A bid to protect the right of religious schools not to teach that same-sex marriage and opposite marriage are equivalent has been rejected by the House of Commons.
The bid was one of a number voted on yesterday during a debate on the British government’s same-sex marriage bill.
The failure to win an explicit protection for religious schools means they may one day be forced to teach that same-sex marriage and opposite-sex marriage are equivalent.
In addition, attempts to create legal safeguards for individuals teachers and registrars who don’t believe in same-sex marriage were also defeated.
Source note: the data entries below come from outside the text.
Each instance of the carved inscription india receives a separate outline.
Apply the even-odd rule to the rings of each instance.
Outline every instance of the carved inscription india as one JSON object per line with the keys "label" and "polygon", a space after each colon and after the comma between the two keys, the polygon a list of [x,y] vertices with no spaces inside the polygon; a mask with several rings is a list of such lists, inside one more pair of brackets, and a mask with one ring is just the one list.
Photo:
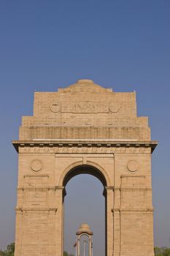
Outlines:
{"label": "carved inscription india", "polygon": [[50,109],[52,112],[58,113],[117,113],[120,110],[117,103],[102,103],[89,102],[76,102],[74,104],[53,103],[50,105]]}

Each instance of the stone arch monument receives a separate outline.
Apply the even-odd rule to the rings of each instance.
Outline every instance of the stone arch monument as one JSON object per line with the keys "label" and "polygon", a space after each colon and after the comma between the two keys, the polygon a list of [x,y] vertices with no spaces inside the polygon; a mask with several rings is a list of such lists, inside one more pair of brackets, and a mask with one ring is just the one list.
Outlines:
{"label": "stone arch monument", "polygon": [[35,92],[19,140],[15,256],[63,256],[65,186],[96,176],[104,187],[106,256],[153,256],[151,154],[135,92],[80,80]]}

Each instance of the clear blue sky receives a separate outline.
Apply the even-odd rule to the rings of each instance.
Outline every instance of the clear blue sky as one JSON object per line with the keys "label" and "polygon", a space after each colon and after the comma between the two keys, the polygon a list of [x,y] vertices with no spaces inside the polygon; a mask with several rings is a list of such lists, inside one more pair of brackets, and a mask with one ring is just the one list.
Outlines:
{"label": "clear blue sky", "polygon": [[169,0],[0,0],[0,248],[14,240],[18,159],[11,140],[21,116],[32,114],[35,90],[56,91],[80,78],[136,91],[138,115],[149,116],[159,141],[155,243],[170,246],[169,28]]}

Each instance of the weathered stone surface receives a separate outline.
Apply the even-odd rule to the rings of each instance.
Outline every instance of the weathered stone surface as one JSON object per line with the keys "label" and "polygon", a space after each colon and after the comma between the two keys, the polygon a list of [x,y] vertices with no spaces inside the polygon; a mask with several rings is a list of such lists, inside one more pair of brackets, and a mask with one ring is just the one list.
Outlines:
{"label": "weathered stone surface", "polygon": [[78,173],[100,179],[107,200],[107,256],[153,256],[151,154],[136,94],[80,80],[36,92],[19,140],[15,256],[63,256],[64,187]]}

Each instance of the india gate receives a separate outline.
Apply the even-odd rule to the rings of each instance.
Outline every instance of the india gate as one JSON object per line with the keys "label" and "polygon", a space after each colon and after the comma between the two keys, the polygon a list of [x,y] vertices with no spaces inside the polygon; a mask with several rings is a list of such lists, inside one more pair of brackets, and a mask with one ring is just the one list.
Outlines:
{"label": "india gate", "polygon": [[65,187],[81,173],[104,186],[105,256],[154,255],[157,142],[147,117],[136,115],[135,92],[91,80],[35,92],[33,116],[23,116],[12,143],[18,152],[15,256],[63,256]]}

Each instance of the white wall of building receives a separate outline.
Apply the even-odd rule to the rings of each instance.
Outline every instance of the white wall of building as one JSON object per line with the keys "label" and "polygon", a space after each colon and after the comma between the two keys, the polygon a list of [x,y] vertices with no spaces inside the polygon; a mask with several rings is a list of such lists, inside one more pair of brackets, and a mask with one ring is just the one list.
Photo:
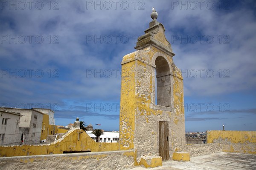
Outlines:
{"label": "white wall of building", "polygon": [[[87,131],[86,133],[96,141],[96,136],[92,133],[92,131]],[[104,132],[104,133],[100,136],[100,142],[117,143],[119,140],[119,133]]]}
{"label": "white wall of building", "polygon": [[18,145],[21,143],[19,130],[20,115],[0,111],[0,145]]}
{"label": "white wall of building", "polygon": [[23,134],[23,144],[40,143],[44,113],[31,109],[1,108],[1,110],[3,109],[23,115],[20,120],[19,133]]}
{"label": "white wall of building", "polygon": [[49,116],[49,124],[55,125],[54,111],[48,109],[32,108],[32,109],[48,115]]}

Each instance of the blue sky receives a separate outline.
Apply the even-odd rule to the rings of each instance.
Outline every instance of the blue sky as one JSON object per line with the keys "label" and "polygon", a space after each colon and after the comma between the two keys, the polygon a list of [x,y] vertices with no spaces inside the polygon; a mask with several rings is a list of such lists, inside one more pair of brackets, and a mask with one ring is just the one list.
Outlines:
{"label": "blue sky", "polygon": [[256,130],[255,1],[96,2],[1,1],[1,106],[118,130],[120,63],[154,6],[183,73],[186,131]]}

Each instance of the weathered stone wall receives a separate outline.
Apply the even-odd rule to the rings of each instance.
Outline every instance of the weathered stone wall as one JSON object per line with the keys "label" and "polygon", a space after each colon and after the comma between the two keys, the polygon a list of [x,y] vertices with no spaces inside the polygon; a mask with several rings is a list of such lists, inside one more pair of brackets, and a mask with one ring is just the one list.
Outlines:
{"label": "weathered stone wall", "polygon": [[256,154],[256,131],[208,130],[207,142],[218,144],[223,152]]}
{"label": "weathered stone wall", "polygon": [[[154,61],[164,58],[170,68],[170,107],[155,102]],[[125,55],[122,62],[120,101],[120,148],[135,148],[137,161],[143,155],[159,156],[159,121],[169,122],[169,155],[185,144],[183,83],[172,58],[149,46]]]}
{"label": "weathered stone wall", "polygon": [[191,157],[211,154],[222,151],[222,147],[219,144],[186,144],[176,148],[176,152],[187,152]]}
{"label": "weathered stone wall", "polygon": [[48,144],[0,146],[0,157],[60,154],[65,151],[118,150],[119,143],[96,142],[83,130],[72,129],[61,138]]}
{"label": "weathered stone wall", "polygon": [[76,153],[0,158],[1,170],[121,170],[134,167],[134,152]]}

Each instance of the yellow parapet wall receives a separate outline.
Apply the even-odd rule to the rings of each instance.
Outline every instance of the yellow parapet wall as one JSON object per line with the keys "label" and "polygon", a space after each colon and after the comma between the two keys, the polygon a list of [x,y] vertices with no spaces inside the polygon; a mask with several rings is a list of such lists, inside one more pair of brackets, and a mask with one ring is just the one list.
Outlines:
{"label": "yellow parapet wall", "polygon": [[96,142],[85,132],[72,129],[50,144],[0,146],[0,157],[63,153],[64,151],[110,151],[119,150],[118,143]]}
{"label": "yellow parapet wall", "polygon": [[209,130],[208,144],[218,143],[222,151],[256,154],[256,131]]}
{"label": "yellow parapet wall", "polygon": [[178,161],[189,161],[190,155],[186,152],[178,152],[172,154],[172,159]]}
These were among a series of amendments to the Marriage (Same Sex Couples) Bill tabled yesterday.
Earlier, in a letter to the Daily Telegraph, 17 Church ministers and one archbishop expressed their concern about the consequences if the Marriage (Same Sex Couples) Bill is passed in its current state.
The letter said: “If the Bill passes into law without much clearer protections for freedom of speech and freedom of belief, teachers and public-sector workers will have to choose between their conscience and their career, as many will be deterred from a public-service career or from charity involvement.”
The Church leaders said there are 150,000 in their combined congregations, 50,000 of whom are aged between 13 and 30.
The letter said: “For many in this rising generation, marriage is the union of sexual opposites, and the thread that binds generations”.
The letter was signed by The Rt Revd Peter Smith, Archbishop of Southwark, Revd Vaughan Roberts rector of St Ebbe’s Oxford, and Revd John Stevens the National Director of the Fellowship of Independent Evangelical Churches among others.